And what about the ladies?
Rather than wishing [the differences between men and women] away, or pretending they don’t exist, we need to analyze them, understand them, and then talk to one another about how to create a world shaped by a women’s skills and interests and passions as much as by men’s.
Wish that DSpar could make those choices for you? There’s good news and bad news. She did, but only in that way where your mother told you you could stay out the night before your final, if that’s how you evaluate your priorities, and everything…
Today, women have choices that their grandmothers could not have imagined. The challenge lies in recognizing that having choices carries the responsibility to make them wisely, striving not for perfection or the ephemeral all, but for lives and loves that matter.
Women wanting choices via Wikimedia Commons
4 Comments
@Maybe DSpar should try to “forge a partnership” with the dorm access attendants and administrative assistants, instead of trying to cut their maternity leave, freeze their wages, and cut their health care benefits. Sign the petition in support of the workers at http://bit.ly/S0cfVJ.
@Anonymous I don’t know how women do it! They should make a movie about this starring Sarah Jessica Parker and Greg Kinnear or something.
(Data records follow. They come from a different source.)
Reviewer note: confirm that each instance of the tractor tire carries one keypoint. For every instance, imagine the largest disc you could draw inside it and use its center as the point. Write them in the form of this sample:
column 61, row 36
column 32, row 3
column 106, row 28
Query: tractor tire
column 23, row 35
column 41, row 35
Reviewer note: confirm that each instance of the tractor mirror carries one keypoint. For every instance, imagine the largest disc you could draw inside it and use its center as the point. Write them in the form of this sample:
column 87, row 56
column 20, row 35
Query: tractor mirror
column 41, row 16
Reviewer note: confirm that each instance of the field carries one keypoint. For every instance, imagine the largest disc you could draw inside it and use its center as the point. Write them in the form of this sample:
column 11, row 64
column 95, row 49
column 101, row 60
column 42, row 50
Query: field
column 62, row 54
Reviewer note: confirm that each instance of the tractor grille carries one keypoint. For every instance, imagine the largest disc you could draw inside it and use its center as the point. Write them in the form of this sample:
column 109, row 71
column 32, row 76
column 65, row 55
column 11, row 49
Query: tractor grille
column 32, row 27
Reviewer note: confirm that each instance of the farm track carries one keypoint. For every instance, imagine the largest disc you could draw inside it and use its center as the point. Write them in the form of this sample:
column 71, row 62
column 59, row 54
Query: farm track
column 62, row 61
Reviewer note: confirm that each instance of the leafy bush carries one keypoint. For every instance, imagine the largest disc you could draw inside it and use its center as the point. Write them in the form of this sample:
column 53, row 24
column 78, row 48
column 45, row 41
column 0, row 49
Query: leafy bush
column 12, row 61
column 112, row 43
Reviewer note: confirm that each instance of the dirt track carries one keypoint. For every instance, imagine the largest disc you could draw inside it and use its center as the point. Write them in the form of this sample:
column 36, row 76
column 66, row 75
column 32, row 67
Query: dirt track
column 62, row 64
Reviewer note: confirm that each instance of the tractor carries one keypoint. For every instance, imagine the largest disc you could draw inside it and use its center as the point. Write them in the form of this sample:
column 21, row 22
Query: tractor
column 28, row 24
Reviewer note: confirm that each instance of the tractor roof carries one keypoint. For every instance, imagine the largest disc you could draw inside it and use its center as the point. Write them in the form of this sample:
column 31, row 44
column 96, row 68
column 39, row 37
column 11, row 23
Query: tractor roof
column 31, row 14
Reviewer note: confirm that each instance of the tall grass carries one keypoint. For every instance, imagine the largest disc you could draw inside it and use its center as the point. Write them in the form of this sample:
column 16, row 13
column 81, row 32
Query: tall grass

@BC'13 Maybe it’s just because I’ve become more aware that this particular feminist debate is limited to those women who are 1) wealthy (or at least well-off) 2) married (or at least want to be married), 3) straight and 4) with children, but I wasn’t as impressed with this particular DSpar article as I have been with others in the past. That’s not to say that she entirely ignores these facts — she does briefly mention some of them. And it’s also not to say that I don’t agree with her. I live my life at Barnard and in the world at large knowing that I can’t have it all and it can’t all be perfect, but that’s only because my own mother came to that realization and passed her knowledge on to me. Prioritization and collaboration are key to taking advantage of the opportunities given to us, but the dilemma described by DSpar is really only pertinent to those of us who are privileged enough to have these problems AND choose this lifestyle (straight, married or at least committed, with kids) . Which is really not that many people. Just sayin’.
Or maybe I’m just expecting too nuanced a debate from Newsweek.
@CC '14 Why do I feel as a man that I can have it all, and it can all be perfect? Is your “it” more expansive? Are you more restricted? Or just less optimistic?
Why does nobody take issue with young boys being told that they can do anything they want to if they work hard enough?